Extractive QA with txtai

Introduction to extractive question-answering with txtai

In Parts 1 through 4, we gave a general overview of txtai, the backing technology and examples of how to use it for similarity searches. This article builds on that and extends to building extractive question-answering systems.

Install dependencies

Install txtai and all dependencies.

pip install txtai

Create an Embeddings and Extractor instances

The Embeddings instance is the main entrypoint for txtai. An Embeddings instance defines the method used to tokenize and convert a segment of text into an embeddings vector.

The Extractor instance is the entrypoint for extractive question-answering.

Both the Embeddings and Extractor instances take a path to a transformer model. Any model on the Hugging Face model hub can be used in place of the models below.

from txtai.embeddings import Embeddings
from txtai.pipeline import Extractor

# Create embeddings model, backed by sentence-transformers & transformers
embeddings = Embeddings({"path": "sentence-transformers/nli-mpnet-base-v2"})

# Create extractor instance
extractor = Extractor(embeddings, "distilbert-base-cased-distilled-squad")
data = ["Giants hit 3 HRs to down Dodgers",
        "Giants 5 Dodgers 4 final",
        "Dodgers drop Game 2 against the Giants, 5-4",
        "Blue Jays beat Red Sox final score 2-1",
        "Red Sox lost to the Blue Jays, 2-1",
        "Blue Jays at Red Sox is over. Score: 2-1",
        "Phillies win over the Braves, 5-0",
        "Phillies 5 Braves 0 final",
        "Final: Braves lose to the Phillies in the series opener, 5-0",
        "Lightning goaltender pulled, lose to Flyers 4-1",
        "Flyers 4 Lightning 1 final",
        "Flyers win 4-1"]

questions = ["What team won the game?", "What was score?"]

execute = lambda query: extractor([(question, query, question, False) for question in questions], data)

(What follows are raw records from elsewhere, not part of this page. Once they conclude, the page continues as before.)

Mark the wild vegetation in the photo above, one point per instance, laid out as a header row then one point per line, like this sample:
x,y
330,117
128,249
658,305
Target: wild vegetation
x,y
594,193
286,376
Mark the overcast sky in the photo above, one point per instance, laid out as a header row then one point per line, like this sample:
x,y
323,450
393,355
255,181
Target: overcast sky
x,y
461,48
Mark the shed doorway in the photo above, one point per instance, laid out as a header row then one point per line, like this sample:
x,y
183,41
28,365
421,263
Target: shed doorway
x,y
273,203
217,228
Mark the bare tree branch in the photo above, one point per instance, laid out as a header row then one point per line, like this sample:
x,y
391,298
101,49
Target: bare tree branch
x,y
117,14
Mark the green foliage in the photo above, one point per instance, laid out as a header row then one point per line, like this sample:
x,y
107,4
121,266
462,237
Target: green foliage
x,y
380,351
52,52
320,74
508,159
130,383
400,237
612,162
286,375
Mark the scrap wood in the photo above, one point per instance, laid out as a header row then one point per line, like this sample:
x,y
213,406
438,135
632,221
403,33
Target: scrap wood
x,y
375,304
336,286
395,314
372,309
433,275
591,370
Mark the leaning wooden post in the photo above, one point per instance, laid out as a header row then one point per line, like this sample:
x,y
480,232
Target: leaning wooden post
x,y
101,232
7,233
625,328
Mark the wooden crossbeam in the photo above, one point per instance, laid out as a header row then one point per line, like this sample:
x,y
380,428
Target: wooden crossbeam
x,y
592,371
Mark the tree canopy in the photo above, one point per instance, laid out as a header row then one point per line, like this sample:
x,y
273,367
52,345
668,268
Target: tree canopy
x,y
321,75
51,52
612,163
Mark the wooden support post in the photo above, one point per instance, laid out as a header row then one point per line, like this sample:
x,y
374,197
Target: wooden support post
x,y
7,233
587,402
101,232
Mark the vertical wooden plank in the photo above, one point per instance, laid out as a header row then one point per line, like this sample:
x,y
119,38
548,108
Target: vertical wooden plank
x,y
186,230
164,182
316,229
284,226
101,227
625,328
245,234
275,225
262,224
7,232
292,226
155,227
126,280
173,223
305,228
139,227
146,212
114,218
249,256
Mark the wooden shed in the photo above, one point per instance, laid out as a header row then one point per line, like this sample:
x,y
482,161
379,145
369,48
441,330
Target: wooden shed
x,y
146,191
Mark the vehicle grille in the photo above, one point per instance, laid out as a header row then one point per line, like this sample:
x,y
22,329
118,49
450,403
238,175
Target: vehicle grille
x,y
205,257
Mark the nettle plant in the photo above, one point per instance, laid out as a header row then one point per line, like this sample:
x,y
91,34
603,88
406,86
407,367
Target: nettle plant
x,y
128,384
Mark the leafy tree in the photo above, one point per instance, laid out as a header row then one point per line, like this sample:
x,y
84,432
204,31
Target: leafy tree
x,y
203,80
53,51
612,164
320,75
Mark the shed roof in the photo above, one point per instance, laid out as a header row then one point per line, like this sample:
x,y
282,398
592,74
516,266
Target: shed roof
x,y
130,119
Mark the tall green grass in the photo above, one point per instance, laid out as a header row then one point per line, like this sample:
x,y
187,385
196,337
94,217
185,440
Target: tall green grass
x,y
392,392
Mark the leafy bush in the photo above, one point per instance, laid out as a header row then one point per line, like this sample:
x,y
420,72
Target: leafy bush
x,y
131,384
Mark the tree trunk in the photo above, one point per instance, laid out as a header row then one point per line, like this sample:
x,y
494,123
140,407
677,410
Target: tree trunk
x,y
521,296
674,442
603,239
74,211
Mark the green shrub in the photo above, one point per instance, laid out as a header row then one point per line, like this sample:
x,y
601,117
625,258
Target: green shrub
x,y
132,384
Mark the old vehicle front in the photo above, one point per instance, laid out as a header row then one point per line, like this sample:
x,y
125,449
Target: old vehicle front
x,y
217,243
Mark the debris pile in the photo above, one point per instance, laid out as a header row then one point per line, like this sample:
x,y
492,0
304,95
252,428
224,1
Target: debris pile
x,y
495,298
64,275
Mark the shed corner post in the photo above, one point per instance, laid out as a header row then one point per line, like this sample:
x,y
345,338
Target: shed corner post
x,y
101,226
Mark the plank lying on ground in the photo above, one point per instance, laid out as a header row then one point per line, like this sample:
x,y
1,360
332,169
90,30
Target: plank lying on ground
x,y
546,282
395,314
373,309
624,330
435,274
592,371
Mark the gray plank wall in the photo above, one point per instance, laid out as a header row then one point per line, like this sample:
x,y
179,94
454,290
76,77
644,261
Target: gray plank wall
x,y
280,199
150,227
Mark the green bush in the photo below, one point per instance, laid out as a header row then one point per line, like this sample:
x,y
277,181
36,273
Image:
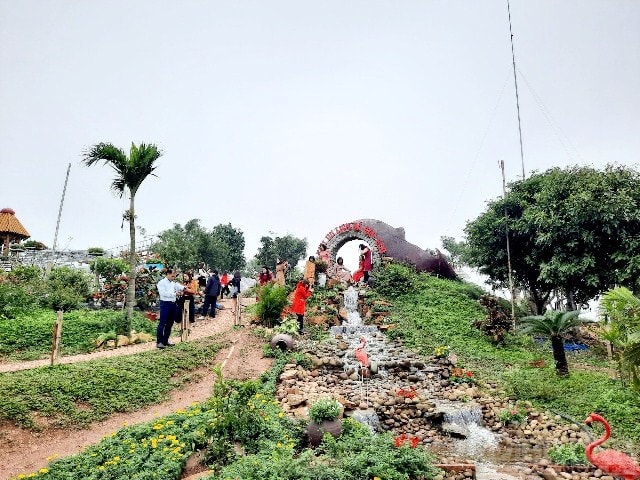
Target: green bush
x,y
568,454
65,288
395,279
15,300
28,336
272,300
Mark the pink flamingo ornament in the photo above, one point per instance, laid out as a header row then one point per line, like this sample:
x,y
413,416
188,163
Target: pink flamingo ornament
x,y
611,462
362,357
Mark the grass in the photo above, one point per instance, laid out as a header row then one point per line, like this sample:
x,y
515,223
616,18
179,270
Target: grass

for query in ["Red Sox - Blue Jays", "Phillies - Braves", "Dodgers - Giants", "Flyers - Lightning"]:
    print("----", query, "----")
    for answer in execute(query):
        print(answer)
    print()

# Ad-hoc questions
question = "What hockey team won?"

print("----", question, "----")
print(extractor([(question, question, question, False)], data))
---- Red Sox - Blue Jays ----
('What team won the game?', 'Blue Jays')
('What was score?', '2-1')

---- Phillies - Braves ----
('What team won the game?', 'Phillies')
('What was score?', '5-0')

---- Dodgers - Giants ----
('What team won the game?', 'Giants')
('What was score?', '5-4')

---- Flyers - Lightning ----
('What team won the game?', 'Flyers')
('What was score?', '4-1')

---- What hockey team won? ----
[('What hockey team won?', 'Flyers')]